怖いなら怖いと言って助けを求めろと言ったのはアドベに対してではなく俺の男嫌いに対して言ってたんじゃないか?もしかして、男嫌いの解決方法を探してくれようとしてたとか。

 待て待て待て

 俺がいく行動範囲はいつも大勢が集まる場所は行かない。大きな食堂や広場やカフェはやんわり断られたりする。でも、河口君は俺よりも遥かに危険な立場なのに食堂にもいってるし大勢な人と話しをした話も聞いた。フィグさんがいるって言うのもあるかもしれないけどそれだけで?

よく考えたら河口くんよりも制限が多い気がする。そう言えばソルベさんやライムさんの着ている服の護衛とは一度も会話したことない。

 マジか……

 今頃気がついた
 ソルトが全部それから身を守ってくれてたから警戒しなくてすんでたとか…

 だとしたら、俺最低じゃん

 俺は手を払いのけあいつの弱点に付け込み襲わせて傷つけたんじゃないか。

 あの時ソルトがいなかったら俺は何されてたかわからない。こうやって俺をナグマで守れるよう日々稽古して努力してた。それ以外にも俺が安全にいられるためにしてくれてたのか。

 俺に好意を抱くソルトが初めは苦手だったが従順なこいつは俺が嫌な行動を注意すると次は直してくれていた。そんなこいつと一緒にいるのが楽だと感じ始めた俺はソルトを利用して遊んでいた。深く足を突っ込まなければ大丈夫だと思ってた。

 アドベの一件は本気の本気で心配したソルトは多分俺に男性恐怖症の事を話して欲しかったんだと思う。

 別に隠していたわけじゃないけど知られたいとも思ってなかったから言いたくなかった。

 俺は大したことじゃないと自分のなかで解決していた。だけどあいつはそれは解決じゃないと自覚させるために迫った。実際ナグマではそれを話しておいた方が良かったんだなと後から思ったけどそこまで重要視していなかった俺にはただただ癇に触っただけだった。

 俺よりも俺の事を理解して心配するあいつ。

 深入りしたらいけないと思って帰ってきたはずだけど時間がたつに連れて本心が浮き出てくる。

 ソルトと頬を軽く触れた。

「マジか…お前…」

 頬から口に手を当てると自然と顔が赤くなった。何かヤバいと思って直ぐに瓶を使い俺は部屋に戻った。

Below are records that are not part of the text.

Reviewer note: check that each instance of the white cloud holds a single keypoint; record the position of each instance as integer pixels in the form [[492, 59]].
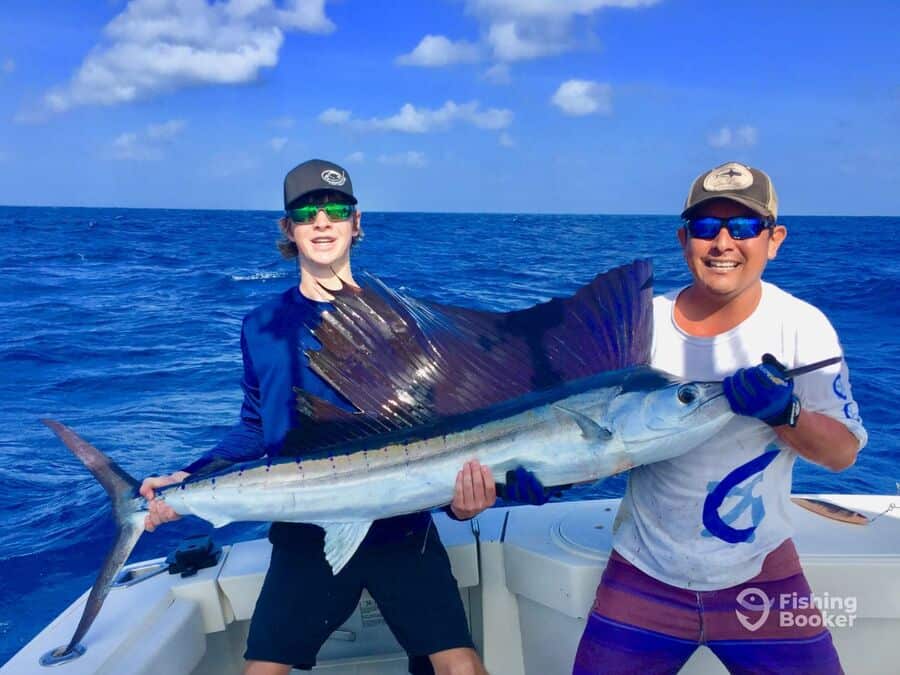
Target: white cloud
[[145, 145], [743, 136], [165, 131], [436, 50], [413, 120], [285, 122], [156, 46], [518, 30], [226, 165], [519, 41], [411, 159], [583, 97], [497, 74]]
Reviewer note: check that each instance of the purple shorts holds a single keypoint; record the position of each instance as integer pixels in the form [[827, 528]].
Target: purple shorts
[[641, 625]]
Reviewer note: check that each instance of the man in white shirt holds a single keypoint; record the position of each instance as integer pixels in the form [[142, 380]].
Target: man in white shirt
[[703, 540]]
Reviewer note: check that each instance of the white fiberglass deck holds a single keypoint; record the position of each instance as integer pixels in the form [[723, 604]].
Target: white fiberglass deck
[[527, 577]]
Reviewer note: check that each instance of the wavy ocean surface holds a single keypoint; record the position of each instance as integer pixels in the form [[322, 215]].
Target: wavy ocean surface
[[124, 324]]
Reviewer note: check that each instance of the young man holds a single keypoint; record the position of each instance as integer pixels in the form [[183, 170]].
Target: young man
[[402, 561], [702, 548]]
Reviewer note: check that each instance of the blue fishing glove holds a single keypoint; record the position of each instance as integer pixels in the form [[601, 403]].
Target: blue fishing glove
[[522, 486], [763, 392]]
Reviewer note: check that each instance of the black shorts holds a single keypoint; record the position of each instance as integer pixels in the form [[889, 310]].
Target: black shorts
[[302, 602]]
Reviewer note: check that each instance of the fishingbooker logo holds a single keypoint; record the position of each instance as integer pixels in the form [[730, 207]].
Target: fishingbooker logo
[[753, 600], [795, 609]]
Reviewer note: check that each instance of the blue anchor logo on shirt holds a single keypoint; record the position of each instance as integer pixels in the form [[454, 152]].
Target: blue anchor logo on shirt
[[731, 486]]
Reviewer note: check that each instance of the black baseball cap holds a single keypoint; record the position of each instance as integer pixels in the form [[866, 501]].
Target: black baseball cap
[[736, 182], [315, 175]]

 部屋に帰ってもドキドキは止まらなくて俺の何かのスイッチが入りっぱなしになった。鏡は見てないが顔が赤いのは見なくてもわかった。

 それから深夜になるとたまにソルトの部屋を訪れた。少しだけ顔を見て帰るを繰り返す。そのうちにソルトの体には一つ傷が治ったと思うと今度はまた別の場所に新しい痣がいくつかできていた。自分が会いに行く回数が減ったのにも関わらず稽古を怠らないソルト。